A pensare di utilizzarlo per contenere il problema delle emissioni di CO2 nell’atmosfera da parte dei ruminanti sono stati – in due recenti e distinti studi – sia l’Rcs (Royal College of Scotland) di Glasgow che l’Inrae (Institut National de Recherche Agronomique en Europe) di Parigi, già Inra.

Come si sa da anni, il problema delle emissioni di gas serra causate dagli allevamenti di bestiame è assai rilevante, essendo imputati ad essi il 15% della CO2 ed il 33% del metano prodotti complessivamente dalle attività antropiche. E questo “a causa sì della flatulenza”, spiegano gli esperti francesi, “ma anche e soprattutto dei loro rutti”.

Una problematica allo studio da più di 10 anni
Sollecitati a studiare il fenomeno, e ad indicare soluzioni utili per contrastarlo, in vari Paesi del mondo i ricercatori avviarono gli studi già nel primo decennio di questo secolo, focalizzando l’attenzione sul metabolismo del cibo. Osservazione, analisi e ricerca hanno così condotto vari gruppi di esperti a convergere su una prima considerazione, vale a dire che il degrado del cibo nel rumine dell’animale, attraverso l’azione di specifici batteri, porta una vacca da latte a produrre mediamente 90 chili di metano ogni anno.

Dopo i primi studi, in cui vennero somministrate integrazioni a base di semi di lino, con una riduzione media nella produzione di metano attorno al 20%, i ricercatori decisero di testare l’effetto dell’aglio, a cui da sempre la medicina riconosce eccellenti proprietà antibatteriche e una forte capacità di regolare le attività dell’apparato gastrointestinale.

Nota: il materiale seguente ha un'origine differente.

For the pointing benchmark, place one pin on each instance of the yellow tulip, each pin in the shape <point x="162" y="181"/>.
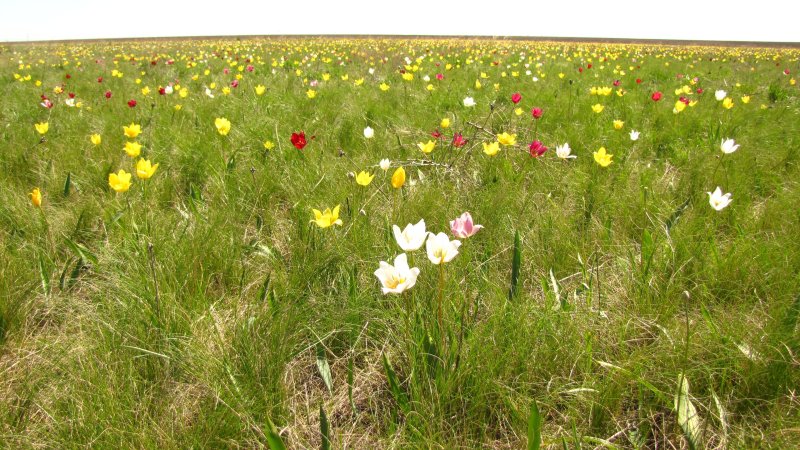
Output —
<point x="42" y="127"/>
<point x="427" y="147"/>
<point x="223" y="125"/>
<point x="144" y="170"/>
<point x="120" y="181"/>
<point x="398" y="178"/>
<point x="327" y="218"/>
<point x="364" y="179"/>
<point x="602" y="158"/>
<point x="491" y="149"/>
<point x="133" y="149"/>
<point x="36" y="197"/>
<point x="507" y="139"/>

Attraverso i test compiuti e affiancati dalla svizzera Mootral – specializzata nella produzione di integratori naturali per animali d’allevamento – gli studiosi hanno così valutato l’uso dell’aglio nell’alimentazione delle lattifere, sia dal punto di vista della sua somministrazione che della riduzione delle emissioni inquinanti (da un -30% ad un -38% quando associato ad estratti di agrumi), sia da quello delle controindicazioni, che non si sono evidenziate né in maniera diretta, sull’animale, né in quella indiretta, sul prodotto, apparso esente da caratterizzazioni aromatiche riconducibili all’aglio.

Gli studiosi californiani prendono un’altra strada
Gli studiosi saranno ora impegnati a decifrare delle indicazioni divergenti giunte da studi similari condotti in California, nei quali ad esempio non sono stati rilevati significativi effetti (ma una riduzione del -23%) se non a partire dal quinto mese di somministrazione. Dal canto loro, i californiani hanno già avviato una ricerca sull’uso di alcune alghe, che porterebbero – a quanto si dice – ad una riduzione del 60% delle emissioni.

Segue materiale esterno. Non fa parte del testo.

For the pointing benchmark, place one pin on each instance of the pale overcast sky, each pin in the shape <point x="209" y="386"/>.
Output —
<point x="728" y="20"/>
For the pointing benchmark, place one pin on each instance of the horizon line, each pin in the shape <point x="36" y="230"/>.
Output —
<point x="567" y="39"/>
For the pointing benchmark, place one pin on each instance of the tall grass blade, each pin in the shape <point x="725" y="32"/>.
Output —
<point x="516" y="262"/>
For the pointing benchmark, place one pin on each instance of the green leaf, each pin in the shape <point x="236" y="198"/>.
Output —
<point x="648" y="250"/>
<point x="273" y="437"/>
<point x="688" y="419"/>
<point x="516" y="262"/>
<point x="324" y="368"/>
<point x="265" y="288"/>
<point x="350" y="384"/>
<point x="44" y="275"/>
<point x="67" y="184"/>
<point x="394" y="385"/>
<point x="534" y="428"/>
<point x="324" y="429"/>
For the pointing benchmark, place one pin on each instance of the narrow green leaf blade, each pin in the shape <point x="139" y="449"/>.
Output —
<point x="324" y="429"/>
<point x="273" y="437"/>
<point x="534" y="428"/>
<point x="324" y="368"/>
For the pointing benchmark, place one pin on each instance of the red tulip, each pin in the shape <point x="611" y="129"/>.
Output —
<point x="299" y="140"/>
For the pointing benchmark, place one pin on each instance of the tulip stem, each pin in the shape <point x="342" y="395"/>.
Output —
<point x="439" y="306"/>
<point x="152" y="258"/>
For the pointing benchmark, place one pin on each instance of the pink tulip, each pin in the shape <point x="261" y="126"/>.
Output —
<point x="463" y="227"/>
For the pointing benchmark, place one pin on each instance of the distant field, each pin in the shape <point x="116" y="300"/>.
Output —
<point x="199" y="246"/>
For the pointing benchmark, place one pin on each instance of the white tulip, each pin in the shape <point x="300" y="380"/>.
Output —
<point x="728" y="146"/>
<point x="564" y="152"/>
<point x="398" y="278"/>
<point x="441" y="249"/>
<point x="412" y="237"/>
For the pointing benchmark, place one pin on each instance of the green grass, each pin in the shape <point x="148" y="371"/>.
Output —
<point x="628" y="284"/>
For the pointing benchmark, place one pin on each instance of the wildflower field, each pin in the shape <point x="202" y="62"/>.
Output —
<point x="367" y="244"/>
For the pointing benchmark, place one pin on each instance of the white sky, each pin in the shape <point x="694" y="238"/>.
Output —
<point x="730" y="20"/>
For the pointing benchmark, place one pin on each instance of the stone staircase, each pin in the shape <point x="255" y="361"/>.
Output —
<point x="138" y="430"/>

Nel frattempo i tecnici della Mootral hanno dato la prima forma concreta a tanti studi, mettendo a punto un primo integratore a base di aglio ed estratto di agrumi, di cui è stata determinata sia la formula sia la dose giornaliera, di 15 grammi per ogni bovino adulto. Il costo dell’integratore per capo assomma a 60€ annue.

La domanda che è lecito porsi ora è relativa alla disponibilità da parte degli allevatori a pagare un costo aggiuntivo per una questione su cui al momento non esistono né obblighi di legge né tassazioni. Perché dovrebbero spendere di tasca loro dal momento che non sono costretti a farlo?

Nella prevedibile prospettiva che il prodotto faticherà ad affermarsi se non a seguito di una nuova e specifica eco-tassa – e delle relative sanzioni – c’è da sperare che almeno qualche allevatore inizi a utilizzare il prodotto, sfruttando poi, ad uso del proprio marketing, i non pochi argomenti che ne deriveranno.